Anxious Pleasures: A Novel after KafkaAnxious Pleasures: A Novel after Kafka by Lance Olsen
My rating: 4 of 5 stars

I am not quite a fan of kafka, because he takes such a load to read, still, Olsen builds a baroque text that espouses a core of a family drama, that breaks itself apart into different narratives. I suppose each voice should be an “anxious pleasure” and that seems too inbred as most of the voices are of the love and exploration of young girls in a familial setting. Yet perhaps this is only the nest that Olsen is able to best hang together, as each story fragment bespeaks of a forgotten whisper of Kafka. Kafka’s interior pose, for Olsen, becomes the expressed structure, not the literal plot, but half-thought, interluded feelings of anxious rhapsody that meditate on themselves and release to intersect and push each other as an aggregate onwards.
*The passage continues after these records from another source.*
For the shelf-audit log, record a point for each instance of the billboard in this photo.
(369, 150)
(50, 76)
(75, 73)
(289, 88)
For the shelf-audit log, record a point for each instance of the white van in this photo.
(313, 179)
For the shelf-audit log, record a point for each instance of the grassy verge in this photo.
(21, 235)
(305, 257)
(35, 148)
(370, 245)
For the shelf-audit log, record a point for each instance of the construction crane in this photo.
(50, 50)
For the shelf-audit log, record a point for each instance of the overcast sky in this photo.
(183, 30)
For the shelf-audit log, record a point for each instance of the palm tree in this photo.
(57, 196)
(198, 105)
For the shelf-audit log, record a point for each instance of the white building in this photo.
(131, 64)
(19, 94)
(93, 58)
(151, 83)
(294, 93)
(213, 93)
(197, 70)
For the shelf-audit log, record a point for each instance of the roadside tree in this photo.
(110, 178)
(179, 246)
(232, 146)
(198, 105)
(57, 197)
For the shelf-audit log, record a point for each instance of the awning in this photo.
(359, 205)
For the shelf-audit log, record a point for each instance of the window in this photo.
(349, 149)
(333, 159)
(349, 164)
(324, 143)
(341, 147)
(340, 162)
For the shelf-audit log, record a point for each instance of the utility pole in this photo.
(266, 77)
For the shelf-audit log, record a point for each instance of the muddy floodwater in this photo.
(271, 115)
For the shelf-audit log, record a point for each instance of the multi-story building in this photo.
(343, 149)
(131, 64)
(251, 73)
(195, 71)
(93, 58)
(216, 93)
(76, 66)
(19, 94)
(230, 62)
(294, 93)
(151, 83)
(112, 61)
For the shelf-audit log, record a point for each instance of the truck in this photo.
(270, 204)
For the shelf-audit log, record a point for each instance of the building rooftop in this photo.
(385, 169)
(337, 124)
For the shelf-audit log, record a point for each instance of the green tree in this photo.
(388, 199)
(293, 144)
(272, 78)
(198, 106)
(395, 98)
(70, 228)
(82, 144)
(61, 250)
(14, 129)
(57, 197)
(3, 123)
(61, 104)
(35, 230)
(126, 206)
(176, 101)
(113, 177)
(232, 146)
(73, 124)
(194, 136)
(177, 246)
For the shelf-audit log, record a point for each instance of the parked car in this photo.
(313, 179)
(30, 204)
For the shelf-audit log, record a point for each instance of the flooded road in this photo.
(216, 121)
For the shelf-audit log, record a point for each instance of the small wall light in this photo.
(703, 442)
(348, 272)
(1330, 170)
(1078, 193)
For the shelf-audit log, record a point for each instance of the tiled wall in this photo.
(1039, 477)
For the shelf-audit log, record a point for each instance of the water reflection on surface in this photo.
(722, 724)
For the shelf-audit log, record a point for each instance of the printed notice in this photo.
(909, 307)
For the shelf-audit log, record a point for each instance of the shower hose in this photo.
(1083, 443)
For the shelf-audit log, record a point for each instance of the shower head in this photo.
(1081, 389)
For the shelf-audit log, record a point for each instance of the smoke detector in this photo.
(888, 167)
Each tendril expresses together as one plot hinged on half spoken feelings, although of course, there is the understood learning, the reading of text by Margaret, another kind of interior monologue of Kafka as so many theorists like to draw out of him, through their wild filters and their linguistic tropes that structure their immanent truths. Of course this one text read by a girl would center on one who reads this text, enchanted by new narratives and theological theories that would read on each other as much as their metaphors read on one another truths the kind that theory likes kafka for speaking about.

They come together as Kafka’s metamorphosis, a sacrifice of all the hard working boys for the burgeoning sexuality of a young girl, as their parents bask in her sunshine. So shall Olsen parrot this gesture as a tribute to kafka, and as an opportunity to weave new feelings from us, from the edges of our awareness, with the right inspecificity (he speaks of almost no names) and therefore the right specifcity. Truly a marvel, a working about nothing, saying nothing and therefore being about everything and saying it all.